Successful first try at breadboard ends
Here’s my latest project: a casual maple dining table for my four-season porch. I can’t take credit for the design, at least totally.
I based the overall proportions on Gary Rogowski’s cherry table (“The Versatile Trestle Table,” FWW #214). And I used an alternative to his base design: I incorporated a straight trestle stretcher, not a curved one, and used different-style wedged through-tenons to attach it to the trestle posts. I also changed the feet and cap designs of the trestle ends, inspired by Charles Durfee’s “Trestle Table with Breadboard Ends” (FWW #141).

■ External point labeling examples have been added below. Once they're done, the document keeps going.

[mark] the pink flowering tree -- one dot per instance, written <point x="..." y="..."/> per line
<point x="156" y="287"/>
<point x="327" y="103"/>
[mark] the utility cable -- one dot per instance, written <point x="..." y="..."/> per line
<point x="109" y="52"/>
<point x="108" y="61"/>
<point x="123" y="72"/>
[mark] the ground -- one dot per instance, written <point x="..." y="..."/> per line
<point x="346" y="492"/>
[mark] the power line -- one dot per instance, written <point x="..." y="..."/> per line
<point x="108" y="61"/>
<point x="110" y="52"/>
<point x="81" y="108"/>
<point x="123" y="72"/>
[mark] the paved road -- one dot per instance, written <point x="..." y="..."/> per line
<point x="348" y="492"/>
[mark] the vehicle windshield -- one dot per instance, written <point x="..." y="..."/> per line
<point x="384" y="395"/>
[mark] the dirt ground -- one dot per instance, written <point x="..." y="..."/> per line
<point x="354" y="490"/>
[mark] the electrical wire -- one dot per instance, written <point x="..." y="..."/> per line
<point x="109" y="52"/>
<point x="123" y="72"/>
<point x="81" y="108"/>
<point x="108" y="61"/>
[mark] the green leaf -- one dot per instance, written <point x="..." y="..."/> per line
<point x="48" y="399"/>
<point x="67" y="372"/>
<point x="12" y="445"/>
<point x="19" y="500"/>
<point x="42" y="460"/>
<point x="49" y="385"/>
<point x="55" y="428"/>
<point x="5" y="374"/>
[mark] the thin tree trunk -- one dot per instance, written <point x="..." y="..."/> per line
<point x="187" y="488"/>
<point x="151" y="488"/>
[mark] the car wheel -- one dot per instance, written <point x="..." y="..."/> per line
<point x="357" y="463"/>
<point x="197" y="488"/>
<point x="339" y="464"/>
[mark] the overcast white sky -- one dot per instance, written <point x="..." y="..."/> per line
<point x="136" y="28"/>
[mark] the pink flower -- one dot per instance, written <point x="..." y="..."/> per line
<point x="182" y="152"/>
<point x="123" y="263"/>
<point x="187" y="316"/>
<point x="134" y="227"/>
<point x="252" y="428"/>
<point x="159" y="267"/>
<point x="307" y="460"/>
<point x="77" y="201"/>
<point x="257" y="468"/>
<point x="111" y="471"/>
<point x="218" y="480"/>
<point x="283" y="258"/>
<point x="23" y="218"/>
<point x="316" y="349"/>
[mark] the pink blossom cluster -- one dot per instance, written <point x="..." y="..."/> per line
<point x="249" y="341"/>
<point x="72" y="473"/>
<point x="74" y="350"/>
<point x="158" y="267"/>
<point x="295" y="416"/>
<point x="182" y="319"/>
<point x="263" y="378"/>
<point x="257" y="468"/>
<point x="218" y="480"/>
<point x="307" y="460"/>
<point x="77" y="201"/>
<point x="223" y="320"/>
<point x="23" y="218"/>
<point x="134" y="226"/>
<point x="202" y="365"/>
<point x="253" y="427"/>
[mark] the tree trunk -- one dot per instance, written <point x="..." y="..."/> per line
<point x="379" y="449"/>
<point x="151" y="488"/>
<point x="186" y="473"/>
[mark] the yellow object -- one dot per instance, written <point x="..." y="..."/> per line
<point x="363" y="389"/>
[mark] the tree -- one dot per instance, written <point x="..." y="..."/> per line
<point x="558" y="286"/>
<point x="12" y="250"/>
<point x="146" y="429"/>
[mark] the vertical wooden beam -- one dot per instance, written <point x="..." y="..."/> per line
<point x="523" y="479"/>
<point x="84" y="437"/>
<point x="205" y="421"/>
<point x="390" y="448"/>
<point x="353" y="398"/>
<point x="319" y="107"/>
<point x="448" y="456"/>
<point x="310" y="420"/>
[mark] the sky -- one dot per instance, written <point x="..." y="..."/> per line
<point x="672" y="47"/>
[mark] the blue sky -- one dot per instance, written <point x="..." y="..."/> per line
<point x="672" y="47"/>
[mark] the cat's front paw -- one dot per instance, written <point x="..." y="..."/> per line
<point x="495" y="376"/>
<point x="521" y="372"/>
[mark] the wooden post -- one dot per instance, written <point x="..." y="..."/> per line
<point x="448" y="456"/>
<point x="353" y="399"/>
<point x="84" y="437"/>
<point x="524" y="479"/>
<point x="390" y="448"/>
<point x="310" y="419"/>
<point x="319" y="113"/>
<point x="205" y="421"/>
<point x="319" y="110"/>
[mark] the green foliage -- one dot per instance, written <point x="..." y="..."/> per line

It was a good woodworking workout. I got a lot of practice with template routing for the trestle caps and feet, as well as for the posts. I made my own dowels for the pegged tenons. For the top I decided to try my hand at breadboard ends, a scary prospect considering the potential cost of mistakes. But the job was made easier with a jig that helped me rout the tenons so the top and bottom shoulders would line up perfectly. Finally, I learned a lot about building up a durable tabletop finish. The biggest lesson being, “patience.”
The table is 24 in. wide by 54 in. long by 29 inches tall. The finish is Minwax Wipe-On Poly.
I wanted the posts and stretcher to come from the same board. This knot was in an inconvenient spot, but I decided to use it as a design element, a tribute of sorts to wood's defects. It's kind of a surprise, mostly for the kids who are under the table retrieving toys and silverware.
I used wedged through-tenons to attach the stretcher to the trestle posts. The wedges are walnut (as are the pins that hold the breadboards and tenons).
I sized the table for the small four-season porch I built. It seats four comfortably, but it can fit six in a pinch.